Au moment où nous l'apercevons, elle s'occupe avec ardeur d'un travail qui n'est évidemment pas destiné à son usage personnel. Sur une large bande de drap d'or elle trace de riches broderies, avec un fil d'un or encore plus fin : de temps à autre elle a recours aux élégants coffrets placés sur sa table, et en retire tantôt une perle, tantôt une pierre précieuse montée en or, destinée à enrichir sa broderie. On dirait que ce sont là les riches parures de sa jeunesse, qu'elle consacre à de plus nobles, à de plus saints usages.

Mais à mesure que l'heure s'avance, sa physionomie si calme trahit une légère inquiétude, et sa pensée ne semble plus, comme auparavant, absorbée par son travail. Parfois elle en détache ses regards pour les diriger vers l'entrée de l'atrium ; elle tend l'oreille pour entendre un bruit de pas, et paraît désappointée. Ses yeux consultent le soleil, et s'abaissent ensuite sur une clepsydra, ou horloge d'eau, placée sur une console à côté d'elle. A l'instant où une anxiété plus vive commence à se peindre sur ses traits, un coup joyeux retentit à la porte de la maison ; aussitôt elle se penche en avant, la figure radieuse, impatiente d'accueillir le visiteur attardé.

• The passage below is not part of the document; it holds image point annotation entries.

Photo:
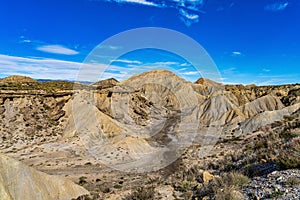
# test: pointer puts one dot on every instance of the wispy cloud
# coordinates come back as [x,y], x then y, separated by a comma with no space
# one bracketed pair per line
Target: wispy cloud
[45,68]
[266,70]
[189,10]
[165,63]
[111,47]
[57,49]
[140,2]
[276,6]
[190,73]
[127,61]
[236,53]
[188,18]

Preface Haut de la page Chapitre 2

(1)  Liv. IV, ép. XVI.

(2)  La maison romaine de Pompéi, au palais de cristal de Sydenham, aura familiarisé la plupart de nos lecteurs avec les dispositions des demeures antiques.

(3)  Il paraît que les anciens, qui connaissaient l'art de la verrerie, n'avaient pas songé à réduire le verre en lames pour en garnir les fenêtres. Ce qu'il y a de certain, c'est qu'ils employaient fréquemment à cet usage la pierre spéculaire, c'est-à-dire des lames de chaux sulfatée diaphane (Haüy, Traité de minéralogie, p. 150.)